De Beers Marine (Pty) Ltd (De Beers) owned an autonomous underwater vehicle (AUV), a robotic submarine used for seabed mapping. In September 2017, De Beers contracted with Harry Dilley (Pty) Ltd (HD) to charter a work boat, MV Nkwaza, for sea trials in False Bay, Western Cape, to commission new equipment on the AUV. The contract (2017 contract) tacitly incorporated terms from a 2015 charter agreement. During sea trials on 27 October 2017, the AUV suffered a communication breakdown and was washed ashore on rocks near Simon's Town. HD's work boat, skippered by Mr Harry Dilley, with the assistance of two commercial divers (Mr Garthoff and Mr Day), re-floated the AUV and towed it to Simon's Town harbour. The entire recovery operation lasted about an hour. HD subsequently sued De Beers claiming R10 million (later reduced to R7,647,231.54, alternatively R5,525,288.23) as a salvage reward. The High Court (Western Cape Division, Le Grange J) awarded HD R5,525,288.23, being 10% of the AUV's replacement cost of R55,252,882.20. De Beers appealed.

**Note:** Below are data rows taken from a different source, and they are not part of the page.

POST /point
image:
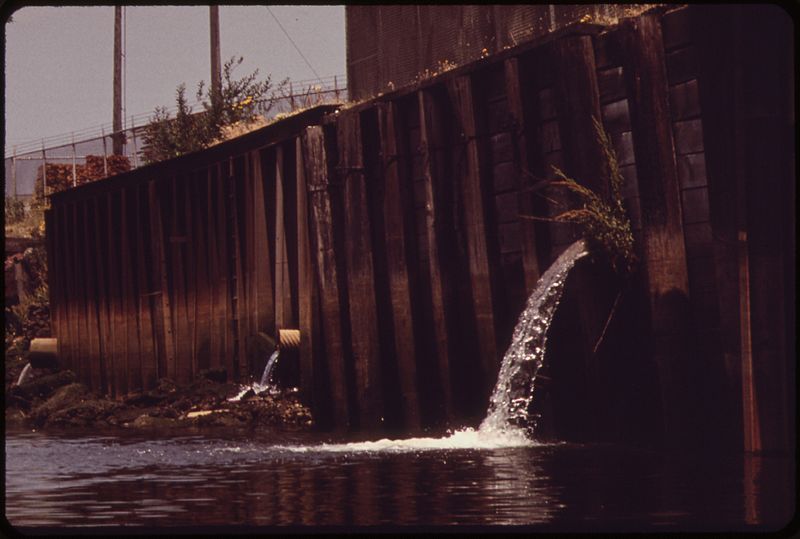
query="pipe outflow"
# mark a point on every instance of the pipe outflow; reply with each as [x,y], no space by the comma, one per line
[43,353]
[288,339]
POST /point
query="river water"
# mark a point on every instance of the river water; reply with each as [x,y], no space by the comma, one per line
[231,479]
[495,475]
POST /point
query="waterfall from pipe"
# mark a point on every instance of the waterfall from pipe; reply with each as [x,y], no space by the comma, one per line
[265,384]
[506,423]
[24,374]
[267,375]
[513,392]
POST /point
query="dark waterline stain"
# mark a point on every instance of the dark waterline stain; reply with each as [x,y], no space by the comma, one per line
[66,480]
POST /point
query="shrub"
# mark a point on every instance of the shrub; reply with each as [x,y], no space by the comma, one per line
[604,222]
[237,101]
[14,210]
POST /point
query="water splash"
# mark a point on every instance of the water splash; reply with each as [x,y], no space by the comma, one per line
[466,438]
[513,392]
[266,377]
[506,423]
[265,384]
[24,374]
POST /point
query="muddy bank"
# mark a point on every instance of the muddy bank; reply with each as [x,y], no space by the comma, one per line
[56,399]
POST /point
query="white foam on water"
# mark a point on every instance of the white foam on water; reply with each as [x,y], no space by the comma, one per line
[467,438]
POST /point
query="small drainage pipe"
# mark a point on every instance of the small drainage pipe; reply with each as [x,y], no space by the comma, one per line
[288,339]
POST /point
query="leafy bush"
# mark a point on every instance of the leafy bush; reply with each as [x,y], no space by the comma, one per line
[237,101]
[14,210]
[604,222]
[60,175]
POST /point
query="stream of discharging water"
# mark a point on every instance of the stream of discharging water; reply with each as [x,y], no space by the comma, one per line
[496,474]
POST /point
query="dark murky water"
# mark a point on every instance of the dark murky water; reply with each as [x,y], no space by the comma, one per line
[56,480]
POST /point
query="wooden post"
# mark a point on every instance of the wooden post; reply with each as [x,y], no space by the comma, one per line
[129,304]
[264,302]
[480,270]
[216,77]
[116,314]
[283,307]
[74,164]
[516,109]
[117,104]
[238,308]
[398,209]
[305,286]
[360,273]
[716,43]
[321,218]
[664,252]
[101,257]
[147,297]
[192,268]
[224,285]
[431,142]
[160,267]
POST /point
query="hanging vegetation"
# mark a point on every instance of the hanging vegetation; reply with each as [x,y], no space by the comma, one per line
[603,222]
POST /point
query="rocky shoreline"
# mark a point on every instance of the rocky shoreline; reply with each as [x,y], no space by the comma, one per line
[48,398]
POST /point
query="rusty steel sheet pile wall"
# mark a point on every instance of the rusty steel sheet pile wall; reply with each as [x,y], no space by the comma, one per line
[393,234]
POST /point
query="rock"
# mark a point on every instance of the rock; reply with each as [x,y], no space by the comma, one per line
[15,417]
[148,421]
[44,386]
[84,413]
[219,375]
[63,398]
[166,385]
[142,400]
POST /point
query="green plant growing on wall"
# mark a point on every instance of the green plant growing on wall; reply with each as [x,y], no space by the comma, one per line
[238,101]
[602,221]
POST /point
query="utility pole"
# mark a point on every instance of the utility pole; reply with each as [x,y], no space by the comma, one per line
[117,122]
[216,77]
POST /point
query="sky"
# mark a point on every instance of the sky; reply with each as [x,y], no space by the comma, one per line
[59,60]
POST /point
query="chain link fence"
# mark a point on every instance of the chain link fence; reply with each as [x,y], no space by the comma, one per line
[94,148]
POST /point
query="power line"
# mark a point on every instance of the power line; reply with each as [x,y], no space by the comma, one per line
[293,43]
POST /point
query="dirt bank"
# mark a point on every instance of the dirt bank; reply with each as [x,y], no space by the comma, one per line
[56,399]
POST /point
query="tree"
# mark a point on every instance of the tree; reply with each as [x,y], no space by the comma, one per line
[238,101]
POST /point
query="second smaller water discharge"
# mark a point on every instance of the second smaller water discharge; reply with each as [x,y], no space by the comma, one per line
[506,423]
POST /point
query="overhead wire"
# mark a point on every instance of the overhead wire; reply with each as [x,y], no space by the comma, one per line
[294,45]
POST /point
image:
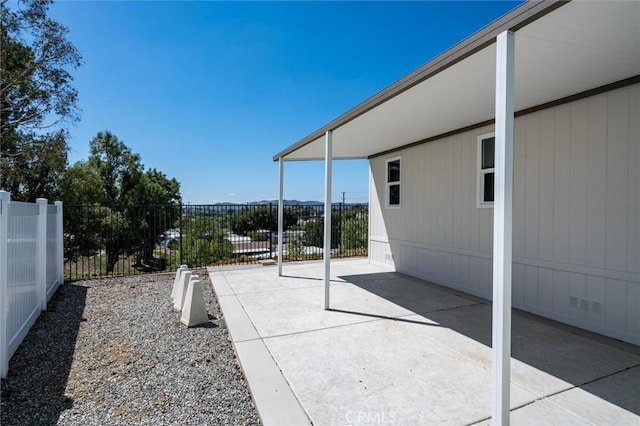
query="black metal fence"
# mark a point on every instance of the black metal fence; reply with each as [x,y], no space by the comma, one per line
[101,241]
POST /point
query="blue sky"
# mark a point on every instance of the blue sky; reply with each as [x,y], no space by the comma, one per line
[208,92]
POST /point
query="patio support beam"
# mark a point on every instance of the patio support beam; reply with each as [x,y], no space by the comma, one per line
[328,158]
[280,213]
[502,229]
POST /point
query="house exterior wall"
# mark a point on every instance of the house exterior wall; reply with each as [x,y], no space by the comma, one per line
[576,218]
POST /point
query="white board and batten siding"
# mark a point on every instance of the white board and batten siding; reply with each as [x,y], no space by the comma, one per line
[576,218]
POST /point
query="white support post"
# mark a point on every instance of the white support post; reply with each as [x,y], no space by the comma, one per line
[5,199]
[280,214]
[502,229]
[41,252]
[328,158]
[59,243]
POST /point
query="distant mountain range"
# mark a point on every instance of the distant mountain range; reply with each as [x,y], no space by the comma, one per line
[266,202]
[286,202]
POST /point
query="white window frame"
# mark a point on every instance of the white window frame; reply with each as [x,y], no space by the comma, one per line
[388,184]
[480,203]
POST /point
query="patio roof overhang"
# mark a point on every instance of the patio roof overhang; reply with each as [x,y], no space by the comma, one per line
[561,50]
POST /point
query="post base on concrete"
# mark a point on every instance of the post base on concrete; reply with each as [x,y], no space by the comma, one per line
[176,281]
[194,310]
[185,277]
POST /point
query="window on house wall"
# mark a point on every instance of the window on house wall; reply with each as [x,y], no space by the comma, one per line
[393,183]
[486,170]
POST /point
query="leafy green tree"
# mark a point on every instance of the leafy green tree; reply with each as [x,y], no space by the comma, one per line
[33,165]
[203,243]
[253,218]
[36,96]
[314,231]
[113,177]
[355,234]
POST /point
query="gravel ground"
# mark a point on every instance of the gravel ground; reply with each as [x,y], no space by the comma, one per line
[113,351]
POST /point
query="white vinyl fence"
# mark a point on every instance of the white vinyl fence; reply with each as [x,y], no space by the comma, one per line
[31,262]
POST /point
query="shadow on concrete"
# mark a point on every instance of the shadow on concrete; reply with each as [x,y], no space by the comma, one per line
[599,365]
[34,391]
[397,319]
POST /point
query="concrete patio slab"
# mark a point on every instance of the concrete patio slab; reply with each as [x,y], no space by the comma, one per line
[397,350]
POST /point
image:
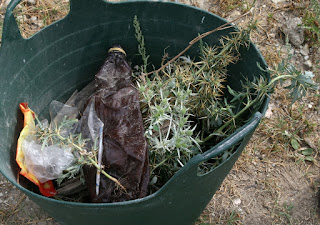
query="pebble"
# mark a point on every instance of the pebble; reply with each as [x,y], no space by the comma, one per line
[33,18]
[33,2]
[237,201]
[308,64]
[278,1]
[305,50]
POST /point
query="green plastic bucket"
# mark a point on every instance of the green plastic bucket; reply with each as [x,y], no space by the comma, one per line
[65,56]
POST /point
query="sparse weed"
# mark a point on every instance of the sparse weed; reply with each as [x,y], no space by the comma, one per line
[33,17]
[311,22]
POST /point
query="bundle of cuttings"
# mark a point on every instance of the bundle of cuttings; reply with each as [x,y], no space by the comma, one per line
[127,133]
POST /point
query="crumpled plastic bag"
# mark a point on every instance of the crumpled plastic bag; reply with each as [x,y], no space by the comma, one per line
[46,188]
[46,163]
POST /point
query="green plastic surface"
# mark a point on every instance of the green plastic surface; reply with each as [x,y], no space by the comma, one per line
[65,56]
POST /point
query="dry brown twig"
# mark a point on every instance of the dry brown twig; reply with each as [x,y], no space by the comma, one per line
[195,40]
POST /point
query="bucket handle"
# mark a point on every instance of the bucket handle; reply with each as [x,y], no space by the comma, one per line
[11,30]
[233,139]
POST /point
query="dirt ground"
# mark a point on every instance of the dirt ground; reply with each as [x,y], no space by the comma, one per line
[272,182]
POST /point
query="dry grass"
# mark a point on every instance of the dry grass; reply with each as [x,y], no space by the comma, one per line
[272,182]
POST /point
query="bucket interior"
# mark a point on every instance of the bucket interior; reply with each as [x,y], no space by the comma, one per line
[65,56]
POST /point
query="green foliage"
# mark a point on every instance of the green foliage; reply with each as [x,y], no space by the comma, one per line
[141,46]
[185,110]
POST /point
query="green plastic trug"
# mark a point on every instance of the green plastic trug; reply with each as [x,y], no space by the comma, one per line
[65,56]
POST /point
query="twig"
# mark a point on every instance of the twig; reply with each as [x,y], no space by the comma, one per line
[222,27]
[91,161]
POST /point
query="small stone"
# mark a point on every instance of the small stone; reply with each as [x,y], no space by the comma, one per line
[33,18]
[308,64]
[237,201]
[278,1]
[33,2]
[305,50]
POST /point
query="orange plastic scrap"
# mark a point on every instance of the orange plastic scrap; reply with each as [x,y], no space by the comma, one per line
[46,188]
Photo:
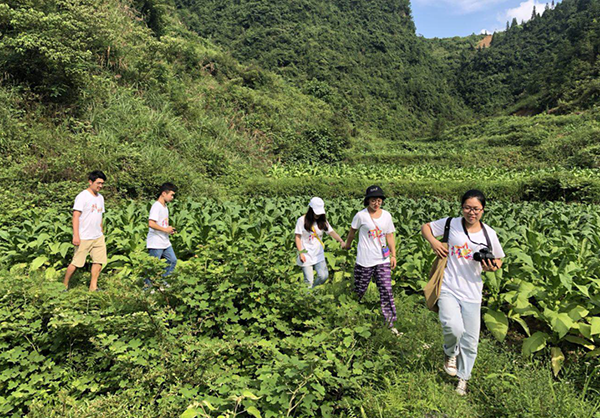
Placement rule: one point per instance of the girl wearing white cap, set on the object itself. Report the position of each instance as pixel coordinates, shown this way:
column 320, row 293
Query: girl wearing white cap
column 309, row 242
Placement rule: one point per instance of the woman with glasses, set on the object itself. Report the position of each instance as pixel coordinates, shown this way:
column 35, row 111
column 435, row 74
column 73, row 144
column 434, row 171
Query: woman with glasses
column 473, row 247
column 376, row 254
column 309, row 242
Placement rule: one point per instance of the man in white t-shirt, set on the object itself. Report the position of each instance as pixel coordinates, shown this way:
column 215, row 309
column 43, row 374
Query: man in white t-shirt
column 88, row 234
column 158, row 242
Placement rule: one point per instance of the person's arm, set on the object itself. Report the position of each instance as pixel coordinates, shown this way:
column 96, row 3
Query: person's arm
column 489, row 266
column 392, row 245
column 336, row 237
column 76, row 216
column 169, row 229
column 436, row 245
column 350, row 238
column 299, row 247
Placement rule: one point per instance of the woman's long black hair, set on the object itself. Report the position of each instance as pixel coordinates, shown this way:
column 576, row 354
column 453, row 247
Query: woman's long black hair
column 310, row 218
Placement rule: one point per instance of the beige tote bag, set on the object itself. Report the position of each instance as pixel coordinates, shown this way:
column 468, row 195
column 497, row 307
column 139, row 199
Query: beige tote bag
column 436, row 275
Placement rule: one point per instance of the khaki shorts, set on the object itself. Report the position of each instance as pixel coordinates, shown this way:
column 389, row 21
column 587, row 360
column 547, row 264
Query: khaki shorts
column 94, row 247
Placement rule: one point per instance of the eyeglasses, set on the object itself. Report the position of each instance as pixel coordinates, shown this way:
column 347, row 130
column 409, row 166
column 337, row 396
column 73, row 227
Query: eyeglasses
column 470, row 209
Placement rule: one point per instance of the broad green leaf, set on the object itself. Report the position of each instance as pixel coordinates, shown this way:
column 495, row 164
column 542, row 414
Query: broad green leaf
column 497, row 323
column 253, row 411
column 249, row 395
column 534, row 343
column 38, row 262
column 578, row 312
column 561, row 324
column 558, row 359
column 189, row 413
column 595, row 323
column 586, row 330
column 582, row 342
column 520, row 321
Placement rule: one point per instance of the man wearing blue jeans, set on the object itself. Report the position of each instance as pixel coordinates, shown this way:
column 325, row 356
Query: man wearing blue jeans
column 158, row 242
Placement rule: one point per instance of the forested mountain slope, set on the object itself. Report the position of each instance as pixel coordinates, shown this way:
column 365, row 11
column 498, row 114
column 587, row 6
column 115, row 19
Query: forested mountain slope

The appeal succeeded in part. The High Court's order was set aside and replaced with: (1) a salvage reward of R80,000 fixed in terms of article 13(1) of the International Convention on Salvage, 1989; (2) interest a tempore morae from date of service of summons to payment in terms of s 5(2)(f) of the Admiralty Jurisdiction Regulation Act 105 of 1983; (3) De Beers to pay HD's costs of the action, including costs of two counsel. Each party was ordered to bear its own costs of appeal, as both were partly successful.
The binding legal principles are: (1) Under article 17 of the International Convention on Salvage, 1989, no payment is due unless services rendered exceed what can reasonably be considered due performance of a contract entered into before the danger arose. Services are 'voluntary' when not rendered pursuant to a pre-existing contractual or legal duty. (2) Tacit terms cannot be incorporated into a contract where they contradict express contractual terms or where the parties objectively would not have intended them. (3) When fixing a salvage reward under article 13(1) of the Salvage Convention, the 'salved value' in article 13(1)(a) means the value of the property after salvage, not its replacement cost or value before the casualty. (4) A salvage reward must not be out of proportion to the services actually rendered, regardless of the high value of the property salved (applying The 'Amerique' principle). (5) The article 13(1) criteria must be analyzed in light of the facts to determine an appropriate award that: reflects the benefit received by the salvee; rewards the salvor for services provided; and implements public policy of encouraging salvage through generous but proportionate awards. (6) An appellate court may set aside a salvage reward that is manifestly excessive and disproportionate to services rendered, even if views may reasonably differ on quantum.
The Court made observations on the nature of the discretion in fixing salvage rewards under article 13(1), noting it does not fit neatly into the binary distinction between 'true' and 'loose' discretion established in Trencon Construction. Rather, it is a structured power to fix a reward serving a particular purpose (encouraging salvage) determined by reference to stated criteria. The Court also noted that while professional salvors might use dedicated salvage vessels kept in readiness (as in The Glengyle), HD was not a professional salvor, used no salvage equipment of its own, and the Nkwaza was not a dedicated salvage vessel. The Court observed that the divers assumed the greatest risks in the operation and were only paid an agreed fee of R10,000, not a salvage reward. The judgment also contains observations on the incorporation of the Salvage Convention into South African law through the Wreck and Salvage Act 94 of 1996, and notes that article 17 restates the general principles of English common law that a salvor must be a volunteer to claim a reward, though the Convention does not expressly state this general rule but implies it through its structure.
This case provides important South African jurisprudence on the law of salvage, particularly: (1) clarification of when services are 'voluntary' under article 17 of the International Convention on Salvage, 1989 - services exceed contractual performance when an AUV runs aground and recovery is required, as opposed to towage on the surface contemplated by contract; (2) authoritative application of article 13(1) criteria for fixing salvage rewards, emphasizing that 'salved value' means the value of property after salvage, not replacement cost; (3) reaffirmation of the principle from English salvage law (The 'Amerique') that salved value must not raise the reward to an amount disproportionate to services rendered; (4) guidance on the nature of the discretion in fixing salvage rewards - it is a structured determination based on prescribed criteria that must serve the policy of encouraging salvage while maintaining proportionality; (5) clarification on appellate review standards for salvage awards - interference is warranted where the award is manifestly excessive and out of proportion to services, not merely because the appellate court would have awarded a different sum. The judgment reinforces that salvage law must balance generous rewards to encourage salvage services with fairness and proportionality based on actual services rendered and value saved.